Not planning to do that at all lol, was thinking of getting the pad and heatsinks on the PCB, then use a textbook or something to place on top of the heatsinks acting as weight. Then leave it like that for a couple of hours.


----------



## rtwjunkie (Feb 25, 2016)

crystal6tak said:


> then use a textbook or something to place on top of the heatsinks acting as weight



I don't think you need to to all that!  My experience has been with VRM heatsinks that jist a little bit of pressure on the pad/tape for about 30 seconds will do the trick, which you can do with a finger.


----------



## EarthDog (Feb 26, 2016)

rtwjunkie said:


> I don't think you need to to all that!  My experience has been with VRM heatsinks that jist a little bit of pressure on the pad/tape for about 30 seconds will do the trick, which you can do with a finger.


winner winner... chicken dinner!


----------



## Sasqui (Feb 26, 2016)

Seeing the original post pic reminds me of a 5870 I bricked trying to do the same thing.


----------



## Schmuckley (Feb 26, 2016)

use ceramique2 and let it cure for 3 days 
Watch out in the vrm area where a slipped sink can contact the inductors.
I've lost 2-3 cards like that 
Even after applying LET to the area i thought it might would contact.


----------



## crystal6tak (Feb 26, 2016)

Sasqui said:


> Seeing the original post pic reminds me of a 5870 I bricked trying to do the same thing.


How did you brick it?



Schmuckley said:


> use ceramique2 and let it cure for 3 days
> Watch out in the vrm area where a slipped sink can contact the inductors.
> I've lost 2-3 cards like that
> Even after applying LET to the area i thought it might would contact.
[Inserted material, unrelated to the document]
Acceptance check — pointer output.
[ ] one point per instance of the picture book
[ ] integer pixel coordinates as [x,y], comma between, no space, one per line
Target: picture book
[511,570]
I was considering ceramic, would you happen to know how safe removing the heatsinks would be after it has cured?


----------



## Sasqui (Feb 26, 2016)

crystal6tak said:


> How did you brick it?



Not entirely sure.  I think a solder point broke off or something, one or two of the VRM choke cores felt loose..  Put it all together, back in the case, no video, nadda.


----------



## Schmuckley (Feb 26, 2016)

crystal6tak said:


> How did you brick it?
> 
> 
> I was considering ceramic, would you happen to know how safe removing the heatsinks would be after it has cured?


Very safe.
To be extra safe,don't sink the VRMs..too near the inductor contacts..I have lost 3 cards like that...or is it 4?


----------



## crystal6tak (Feb 26, 2016)

Schmuckley said:


> Very safe.


Interesting! Have any recommendation for what ceramic thermal paste I should use? And how would I go with taking the sinks off in the future? Just twist them off? I've read someone talk about putting it in the fridge to make it brittle, is that necessary? Also, you talked about the sink slipping and shorting out the VRM, can you expand on that? I'd like to not make the same mistake.

*EDIT:*
Saw you recommended ceramique 2, searching that up now.

*EDIT2:*
Are you sure the ceramique 2 is sticky enough to keep the heatsinks on the VRM/VRAM without support? I haven't found anyone that have used it for such application. I only found results for the previous product, the ceramique 1 which from this super old thread (post 4 onwards) says the ceramique 1 is not sticky enough.

*EDIT3:*
So umm...I ordered some Sekisui 5760 thermal tape instead lol. Hopefully aquacooling approves the cancellation of my order on the alphacooling pads...


----------



## OneMoar (Mar 3, 2016)

this is what you want if you are looking for glue
http://www.amazon.com/dp/B0009IQ1BU/?tag=tec06d-20
its glue so be careful with it once you have it in place and the glue sets its PERMANENT Near Impossible to remove


----------



## Retrorockit (Mar 3, 2016)

I suggest using Arctics 2 part cleaner to get a good bond. The tape should be sufficient to hold the aluminum sinks , the copper ones are much heavier and I've used tape with  them. The epoxy will transfer heat better than tape though mostly because it ends up  thinner.


----------